Hello. The lab I'm working with is comparing H3K4me3 binding in two different conditions of yeast cells using ChIP-seq. I am attempting to use DiffBind with the narrowPeak files generated from MACS2, along with bam files generated from mapping, to generate a set of peaks where differential binding is occuring between the two conditions for downstream analysis. However, the set of peaks I am able to generate does not seem suitable for further analysis, as peaks are not showing up in locations where we expect to see differential binding, as evidenced by visual inspection of the original peak files, and other experimental data. These types of known differential-binding points are my primary benchmark for checking to see if my data makes sense.
My hope is that someone can help explain why I might be getting results like these, and how I might tweak DiffBind's parameters to get better results, or if I'm not understanding how DiffBind is intended to work in the first place. I am new to both bioinformatics and computational genomics with little formal guidance, so I must ask for your patience. I will briefly explain the steps taken, as well as the output.
Firstly, I have a sample sheet containing the information for the peaks files and bam files containing read counts. There are two conditions, with two replicates for each:
SampleID Tissue Factor Condition Treatment Replicate bamReads ControlID bamControl Peaks PeakCaller
wtK4t1 - K4 wt - 1 E:/data/mapped_bwa/wt_t1_K4.bam wtK4t1ct E:/data/mapped_bwa/wt_t1_input.bam E:/data/peaks/wt_t1_K4_tolarge_peaks.narrowPeak bed
wtK4t2 - K4 wt - 2 E:/data/mapped_bwa/wt_t2_K4.bam wtK4t2ct E:/data/mapped_bwa/wt_t2_input.bam E:/data/peaks/wt_t2_K4_tolarge_peaks.narrowPeak bed
2koK4t1 - K4 2ko - 1 E:/data/mapped_bwa/2ko_t1_K4.bam 2koK4t1ct E:/data/mapped_bwa/2ko_t1_input.bam E:/data/peaks/2ko_t1_K4_tolarge_peaks.narrowPeak bed
2koK4t2 - K4 2ko - 2 E:/data/mapped_bwa/2ko_t2_K4.bam 2koK4t2ct E:/data/mapped_bwa/2ko_t2_input.bam E:/data/peaks/2ko_t2_K4_tolarge_peaks.narrowPeak bed
Next, I have used the sample code shown in the DiffBind vignette to get a GRanges object containing the differential peaks:
samples<-read.csv("E:/parameters/h3k4samplesheet_K4.csv")
sk1 <- dba(sampleSheet=samples)
sk1 <- dba.count(sk1, minOverlap = 2)
sk1 <- dba.contrast(sk1, categories=DBA_CONDITION, minMembers=2)
sk1 <- dba.analyze(sk1)
sk1.DB <- dba.report(sk1)
I chose minOverlap of 2 for dba.count(), but I am unsure if this means the peak must show up in both replicates for a given condition, or two out of any of the peak files.
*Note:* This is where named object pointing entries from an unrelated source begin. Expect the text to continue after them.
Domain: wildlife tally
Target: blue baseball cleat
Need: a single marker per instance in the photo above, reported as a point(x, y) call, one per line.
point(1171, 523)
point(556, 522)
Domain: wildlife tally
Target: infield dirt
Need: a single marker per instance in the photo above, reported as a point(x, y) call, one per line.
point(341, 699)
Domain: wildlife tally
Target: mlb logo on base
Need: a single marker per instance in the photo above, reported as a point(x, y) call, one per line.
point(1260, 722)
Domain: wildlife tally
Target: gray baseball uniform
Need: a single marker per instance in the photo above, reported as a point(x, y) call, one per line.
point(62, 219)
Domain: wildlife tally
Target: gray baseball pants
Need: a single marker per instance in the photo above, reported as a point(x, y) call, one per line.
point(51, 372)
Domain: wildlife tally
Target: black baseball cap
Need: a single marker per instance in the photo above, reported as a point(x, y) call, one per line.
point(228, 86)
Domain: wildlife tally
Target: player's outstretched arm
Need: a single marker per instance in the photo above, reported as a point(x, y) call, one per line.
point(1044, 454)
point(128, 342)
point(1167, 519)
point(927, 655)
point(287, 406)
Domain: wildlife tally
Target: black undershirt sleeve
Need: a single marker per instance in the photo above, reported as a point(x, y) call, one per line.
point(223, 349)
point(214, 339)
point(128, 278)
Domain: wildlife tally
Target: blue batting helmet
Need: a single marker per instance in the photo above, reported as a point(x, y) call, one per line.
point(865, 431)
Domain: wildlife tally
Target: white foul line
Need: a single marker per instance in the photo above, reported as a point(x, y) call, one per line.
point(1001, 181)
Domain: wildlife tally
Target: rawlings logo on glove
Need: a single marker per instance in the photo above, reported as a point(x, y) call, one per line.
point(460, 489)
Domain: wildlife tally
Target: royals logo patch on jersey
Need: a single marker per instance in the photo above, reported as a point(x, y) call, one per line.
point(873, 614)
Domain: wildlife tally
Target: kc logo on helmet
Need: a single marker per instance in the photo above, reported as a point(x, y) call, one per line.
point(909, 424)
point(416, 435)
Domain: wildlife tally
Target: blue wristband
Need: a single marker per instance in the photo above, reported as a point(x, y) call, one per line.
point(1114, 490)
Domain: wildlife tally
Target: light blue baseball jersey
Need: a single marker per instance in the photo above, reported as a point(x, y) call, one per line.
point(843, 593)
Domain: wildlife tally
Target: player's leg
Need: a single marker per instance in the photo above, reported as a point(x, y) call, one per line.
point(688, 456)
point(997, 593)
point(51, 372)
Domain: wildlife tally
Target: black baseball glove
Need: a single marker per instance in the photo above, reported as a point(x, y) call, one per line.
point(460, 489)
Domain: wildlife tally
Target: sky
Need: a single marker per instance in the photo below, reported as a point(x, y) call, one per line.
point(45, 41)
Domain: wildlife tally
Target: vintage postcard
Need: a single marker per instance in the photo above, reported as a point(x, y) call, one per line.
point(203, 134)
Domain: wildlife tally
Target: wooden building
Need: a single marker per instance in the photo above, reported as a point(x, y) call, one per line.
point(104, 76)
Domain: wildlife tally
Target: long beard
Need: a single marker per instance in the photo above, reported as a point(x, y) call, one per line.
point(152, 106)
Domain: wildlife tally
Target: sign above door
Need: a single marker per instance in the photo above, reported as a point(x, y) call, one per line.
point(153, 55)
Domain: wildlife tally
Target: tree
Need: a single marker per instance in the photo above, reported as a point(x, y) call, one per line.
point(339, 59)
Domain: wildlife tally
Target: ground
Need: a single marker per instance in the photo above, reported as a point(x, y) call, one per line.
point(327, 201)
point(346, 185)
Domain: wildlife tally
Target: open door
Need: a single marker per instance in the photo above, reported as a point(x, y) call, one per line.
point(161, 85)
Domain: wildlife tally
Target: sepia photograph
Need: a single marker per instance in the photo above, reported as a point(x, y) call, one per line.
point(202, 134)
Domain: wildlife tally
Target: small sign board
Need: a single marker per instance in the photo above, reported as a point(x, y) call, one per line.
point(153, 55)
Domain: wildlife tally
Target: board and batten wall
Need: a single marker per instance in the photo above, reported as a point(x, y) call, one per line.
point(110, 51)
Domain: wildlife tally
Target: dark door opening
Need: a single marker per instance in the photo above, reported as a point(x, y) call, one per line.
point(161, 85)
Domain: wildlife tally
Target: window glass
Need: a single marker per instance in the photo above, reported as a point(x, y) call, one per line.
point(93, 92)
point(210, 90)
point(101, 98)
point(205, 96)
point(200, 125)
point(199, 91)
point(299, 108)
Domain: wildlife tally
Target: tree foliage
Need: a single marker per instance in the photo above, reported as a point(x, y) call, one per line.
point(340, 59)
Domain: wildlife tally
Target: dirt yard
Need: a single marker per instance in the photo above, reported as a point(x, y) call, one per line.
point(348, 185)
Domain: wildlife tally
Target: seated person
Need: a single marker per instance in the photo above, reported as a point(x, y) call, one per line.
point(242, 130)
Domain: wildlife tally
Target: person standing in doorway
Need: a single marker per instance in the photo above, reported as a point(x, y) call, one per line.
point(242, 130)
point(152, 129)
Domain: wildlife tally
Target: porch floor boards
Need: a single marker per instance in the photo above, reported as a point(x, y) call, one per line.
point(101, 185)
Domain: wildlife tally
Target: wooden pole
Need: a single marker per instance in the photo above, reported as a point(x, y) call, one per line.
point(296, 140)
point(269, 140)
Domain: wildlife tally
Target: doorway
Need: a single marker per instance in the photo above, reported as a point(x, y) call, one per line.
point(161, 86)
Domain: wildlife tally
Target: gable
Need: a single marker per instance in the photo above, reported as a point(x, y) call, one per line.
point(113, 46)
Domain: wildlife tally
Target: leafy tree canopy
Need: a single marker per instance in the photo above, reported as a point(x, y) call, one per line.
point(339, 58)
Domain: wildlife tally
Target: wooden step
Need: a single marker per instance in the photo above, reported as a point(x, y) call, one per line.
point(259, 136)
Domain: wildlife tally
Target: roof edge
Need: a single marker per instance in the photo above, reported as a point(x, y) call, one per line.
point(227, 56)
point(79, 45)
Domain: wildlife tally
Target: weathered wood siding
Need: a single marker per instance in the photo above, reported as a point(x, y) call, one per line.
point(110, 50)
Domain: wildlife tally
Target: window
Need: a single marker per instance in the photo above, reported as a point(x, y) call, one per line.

I am also unclear on how DiffBind chooses a final consensus peak when two very similar peaks have slight differences.
Finally, I have a function that outputs the sk1.DB GRanges object as a bed file file viewing in IGV, along side the original peak files. At the bottom of this post a screenshot (with some non-relevant information removed) showing the peaks at a particular location which I will call gene A. We know from other experiments that H3K4me3 presence at gene A's location is elevated in condition 2, compared to condition one. The original peak files agree, with no apparent peak in either replicate in condition one, and nearly identical, strong peaks in both replicates of condition two. To my understanding, DiffBind's output (labeled K4Diff) should show a peak in this position representing a difference in binding, but as you can see in the image, this is not the case. The same sort of thing happens in other locations we expect to have differential binding.
Again, am I using DiffBind wrong, or am I not understanding what DiffBind is intended to output? I'm unsure of how to proceed from here, so any help is appreciated. I have viewed the DiffBind manual in addition to the vignette, but I can't seem to understand which functions/parameters might be useful to me. If any more information or clarification is needed, I will do my best to provide it.